UNITED STATES DISTRICT COURT EASTERN DISTRICT OF NEW YORK
Jun 16, 2015
12-CV-1576(JS)(ARL) (E.D.N.Y. Jun. 16, 2015)

Opinion

12-CV-1576(JS)(ARL)

06-16-2015

RENTRAK CORPORATION, Plaintiff, v. FRED HANDSMAN, Defendant.

APPEARANCES For Plaintiff: Bernard D'Orazio, Esq. Law Offices of Bernard D'Orazio, P.C. 100 Lafayette Street, Suite 601 New York, NY 10013 For Defendant: Rex Whitehorn, Esq.

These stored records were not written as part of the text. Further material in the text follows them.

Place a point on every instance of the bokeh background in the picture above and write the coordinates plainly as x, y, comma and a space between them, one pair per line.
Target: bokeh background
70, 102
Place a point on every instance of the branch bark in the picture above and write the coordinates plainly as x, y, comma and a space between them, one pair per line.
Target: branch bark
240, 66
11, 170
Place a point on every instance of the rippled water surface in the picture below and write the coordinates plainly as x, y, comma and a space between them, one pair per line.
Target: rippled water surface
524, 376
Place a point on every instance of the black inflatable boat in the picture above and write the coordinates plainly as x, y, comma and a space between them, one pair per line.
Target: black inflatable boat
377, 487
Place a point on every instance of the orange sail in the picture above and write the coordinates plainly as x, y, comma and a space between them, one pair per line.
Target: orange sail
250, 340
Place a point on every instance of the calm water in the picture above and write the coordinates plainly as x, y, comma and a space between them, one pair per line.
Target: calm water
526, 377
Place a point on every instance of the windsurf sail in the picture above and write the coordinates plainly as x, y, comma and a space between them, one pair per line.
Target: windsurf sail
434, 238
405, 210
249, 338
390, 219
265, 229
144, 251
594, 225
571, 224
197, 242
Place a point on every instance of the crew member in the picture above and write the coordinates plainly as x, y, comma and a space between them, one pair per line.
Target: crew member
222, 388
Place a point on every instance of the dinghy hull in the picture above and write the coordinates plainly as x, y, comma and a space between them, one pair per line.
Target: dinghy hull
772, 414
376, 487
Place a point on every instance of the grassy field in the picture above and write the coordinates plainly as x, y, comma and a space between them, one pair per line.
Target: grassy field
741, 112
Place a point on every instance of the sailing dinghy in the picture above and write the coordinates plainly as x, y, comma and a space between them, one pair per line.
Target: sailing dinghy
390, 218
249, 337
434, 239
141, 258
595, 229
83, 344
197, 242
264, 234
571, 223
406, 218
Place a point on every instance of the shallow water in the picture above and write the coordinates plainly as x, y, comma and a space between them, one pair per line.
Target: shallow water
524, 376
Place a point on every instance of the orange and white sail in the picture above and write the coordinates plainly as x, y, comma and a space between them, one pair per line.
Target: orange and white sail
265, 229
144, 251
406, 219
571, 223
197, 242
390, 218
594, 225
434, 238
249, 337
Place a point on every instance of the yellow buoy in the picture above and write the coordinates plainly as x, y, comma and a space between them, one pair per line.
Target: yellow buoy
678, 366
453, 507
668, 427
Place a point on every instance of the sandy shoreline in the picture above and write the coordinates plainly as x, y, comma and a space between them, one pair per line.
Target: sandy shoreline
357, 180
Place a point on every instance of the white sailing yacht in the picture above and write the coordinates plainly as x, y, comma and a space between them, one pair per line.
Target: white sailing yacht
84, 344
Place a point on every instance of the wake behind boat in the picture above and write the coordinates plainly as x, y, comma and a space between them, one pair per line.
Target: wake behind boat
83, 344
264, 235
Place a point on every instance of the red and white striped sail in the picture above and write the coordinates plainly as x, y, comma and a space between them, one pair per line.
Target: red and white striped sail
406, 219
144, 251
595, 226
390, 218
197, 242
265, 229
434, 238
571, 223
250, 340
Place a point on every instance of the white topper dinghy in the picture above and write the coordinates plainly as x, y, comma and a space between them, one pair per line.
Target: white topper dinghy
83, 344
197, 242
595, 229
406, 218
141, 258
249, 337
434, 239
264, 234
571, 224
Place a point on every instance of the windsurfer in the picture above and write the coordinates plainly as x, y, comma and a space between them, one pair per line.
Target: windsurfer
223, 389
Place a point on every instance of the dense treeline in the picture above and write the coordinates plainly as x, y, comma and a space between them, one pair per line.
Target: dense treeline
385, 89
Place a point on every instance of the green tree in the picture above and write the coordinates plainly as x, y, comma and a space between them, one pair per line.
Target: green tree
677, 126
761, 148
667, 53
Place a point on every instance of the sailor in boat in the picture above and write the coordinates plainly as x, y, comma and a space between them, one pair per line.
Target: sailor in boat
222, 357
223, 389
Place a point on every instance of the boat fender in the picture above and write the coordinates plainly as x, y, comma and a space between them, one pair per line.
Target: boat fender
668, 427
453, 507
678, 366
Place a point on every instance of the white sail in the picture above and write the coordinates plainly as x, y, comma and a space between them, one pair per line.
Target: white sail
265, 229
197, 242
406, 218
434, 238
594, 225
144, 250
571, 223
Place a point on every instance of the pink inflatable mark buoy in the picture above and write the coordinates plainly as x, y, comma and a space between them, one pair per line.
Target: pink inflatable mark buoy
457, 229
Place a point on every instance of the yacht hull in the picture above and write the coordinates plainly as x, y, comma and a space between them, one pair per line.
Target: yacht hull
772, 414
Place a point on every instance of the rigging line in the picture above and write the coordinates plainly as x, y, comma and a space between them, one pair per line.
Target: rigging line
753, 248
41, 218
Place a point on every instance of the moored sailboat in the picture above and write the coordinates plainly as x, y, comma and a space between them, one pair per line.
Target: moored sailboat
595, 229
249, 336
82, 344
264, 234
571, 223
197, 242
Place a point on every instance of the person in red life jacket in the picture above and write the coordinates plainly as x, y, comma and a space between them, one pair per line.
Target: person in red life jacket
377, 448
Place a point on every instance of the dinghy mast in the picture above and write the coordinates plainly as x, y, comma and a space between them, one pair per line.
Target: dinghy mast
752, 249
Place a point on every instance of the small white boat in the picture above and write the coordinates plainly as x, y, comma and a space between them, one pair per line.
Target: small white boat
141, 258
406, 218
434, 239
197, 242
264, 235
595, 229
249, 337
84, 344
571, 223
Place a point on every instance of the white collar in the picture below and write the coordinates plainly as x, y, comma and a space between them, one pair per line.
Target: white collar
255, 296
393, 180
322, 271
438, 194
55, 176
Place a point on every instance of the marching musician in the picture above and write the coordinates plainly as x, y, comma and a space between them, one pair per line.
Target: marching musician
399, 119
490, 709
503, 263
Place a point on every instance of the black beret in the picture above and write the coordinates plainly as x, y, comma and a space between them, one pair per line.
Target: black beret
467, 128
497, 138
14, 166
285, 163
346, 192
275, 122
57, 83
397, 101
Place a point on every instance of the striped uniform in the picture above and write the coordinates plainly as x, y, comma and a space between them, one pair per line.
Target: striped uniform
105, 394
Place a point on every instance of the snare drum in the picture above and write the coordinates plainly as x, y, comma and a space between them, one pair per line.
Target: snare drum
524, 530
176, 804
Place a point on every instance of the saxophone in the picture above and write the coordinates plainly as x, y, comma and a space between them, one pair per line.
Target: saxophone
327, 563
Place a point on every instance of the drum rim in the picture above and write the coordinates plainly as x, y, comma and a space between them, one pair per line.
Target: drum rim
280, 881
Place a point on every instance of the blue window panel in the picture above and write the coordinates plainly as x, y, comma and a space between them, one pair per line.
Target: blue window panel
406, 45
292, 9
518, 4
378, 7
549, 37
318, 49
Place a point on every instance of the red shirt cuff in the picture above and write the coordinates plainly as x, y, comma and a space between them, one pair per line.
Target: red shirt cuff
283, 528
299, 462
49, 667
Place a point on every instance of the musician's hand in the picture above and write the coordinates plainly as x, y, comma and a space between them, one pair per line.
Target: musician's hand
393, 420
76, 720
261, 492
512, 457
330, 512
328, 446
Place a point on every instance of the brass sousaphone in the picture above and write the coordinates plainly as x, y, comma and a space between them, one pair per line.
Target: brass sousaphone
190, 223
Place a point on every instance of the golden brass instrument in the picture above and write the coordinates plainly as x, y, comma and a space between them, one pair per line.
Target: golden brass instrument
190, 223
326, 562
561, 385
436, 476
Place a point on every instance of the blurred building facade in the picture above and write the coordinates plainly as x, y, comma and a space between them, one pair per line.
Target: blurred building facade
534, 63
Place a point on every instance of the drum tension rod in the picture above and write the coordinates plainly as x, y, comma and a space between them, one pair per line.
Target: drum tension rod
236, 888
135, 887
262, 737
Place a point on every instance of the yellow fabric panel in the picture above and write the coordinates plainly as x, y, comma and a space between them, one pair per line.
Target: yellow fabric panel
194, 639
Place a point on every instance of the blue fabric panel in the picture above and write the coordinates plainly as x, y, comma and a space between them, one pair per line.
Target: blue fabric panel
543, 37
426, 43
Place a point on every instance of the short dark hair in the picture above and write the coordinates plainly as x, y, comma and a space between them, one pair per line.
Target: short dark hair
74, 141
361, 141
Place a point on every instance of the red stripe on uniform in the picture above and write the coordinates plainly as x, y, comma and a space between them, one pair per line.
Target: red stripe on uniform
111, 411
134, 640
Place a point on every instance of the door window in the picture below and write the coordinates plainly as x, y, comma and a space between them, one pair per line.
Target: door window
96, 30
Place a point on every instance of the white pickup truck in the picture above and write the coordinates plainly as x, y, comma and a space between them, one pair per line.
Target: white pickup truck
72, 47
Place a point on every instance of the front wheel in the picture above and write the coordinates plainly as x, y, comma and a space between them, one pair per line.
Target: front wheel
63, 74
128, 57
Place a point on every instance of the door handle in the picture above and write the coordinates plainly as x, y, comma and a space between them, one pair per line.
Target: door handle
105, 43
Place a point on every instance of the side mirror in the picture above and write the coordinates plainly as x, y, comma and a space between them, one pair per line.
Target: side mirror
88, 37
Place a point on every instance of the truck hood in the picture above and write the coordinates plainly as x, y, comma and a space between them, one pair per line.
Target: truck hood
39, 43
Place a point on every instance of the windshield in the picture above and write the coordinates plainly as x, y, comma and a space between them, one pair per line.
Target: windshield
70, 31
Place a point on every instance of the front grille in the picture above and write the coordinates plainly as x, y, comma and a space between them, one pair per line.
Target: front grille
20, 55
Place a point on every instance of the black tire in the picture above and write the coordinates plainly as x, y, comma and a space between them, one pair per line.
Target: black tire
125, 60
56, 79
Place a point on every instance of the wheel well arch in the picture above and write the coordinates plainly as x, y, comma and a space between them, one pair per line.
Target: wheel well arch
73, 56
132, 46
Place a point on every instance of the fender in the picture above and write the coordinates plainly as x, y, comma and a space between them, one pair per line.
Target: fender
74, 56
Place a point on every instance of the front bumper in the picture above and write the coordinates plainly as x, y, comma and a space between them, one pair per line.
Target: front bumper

Rex Whitehorn & Associates, P.C. 11 Grace Avenue, Suite 411 Great Neck, NY 11021


MEMORANDUM & ORDER

APPEARANCES
For Plaintiff:
Bernard D'Orazio, Esq.
Law Offices of Bernard D'Orazio, P.C.
100 Lafayette Street, Suite 601
New York, NY 10013
For Defendant: Rex Whitehorn, Esq.
Rex Whitehorn & Associates, P.C.
11 Grace Avenue, Suite 411
Great Neck, NY 11021
SEYBERT, District Judge:

Currently pending before the Court is Court-ordered supplemental briefing regarding the parties' cross-motions for summary judgment on plaintiff Rentrak Corporation's ("Rentrak") breach of fiduciary duty claim against defendant Fred Handsman ("Handsman"). (Docket Entries 23, 26.) For the following reasons, Rentrak's motion for summary judgment on its breach of fiduciary duty claim is GRANTED and Handsman's motion for summary judgment on this claim is DENIED.

BACKGROUND

The Court assumes familiarity with the factual and procedural background of this case, which is set forth in detail in the Court's March 31, 2014 Memorandum and Order granting in part and denying in part the parties' cross-motions for summary judgment (the "March 2014 Order"). See Rentrak Corp. v. Handsman, No. 12-CV-1576, 2014 WL 1342960 (E.D.N.Y. Mar. 31, 2014). Briefly, Rentrak is an Oregon corporation that leases home entertainment products (e.g., DVDs and video games) to third-party retailers for use as rentals in their video rental stores. Id. at *1. Handsman was the president and majority shareholder of Video U.S.A. Entertainment, Inc. ("Video USA"), a now-defunct, New York corporation that operated a chain of video rental stores. Id.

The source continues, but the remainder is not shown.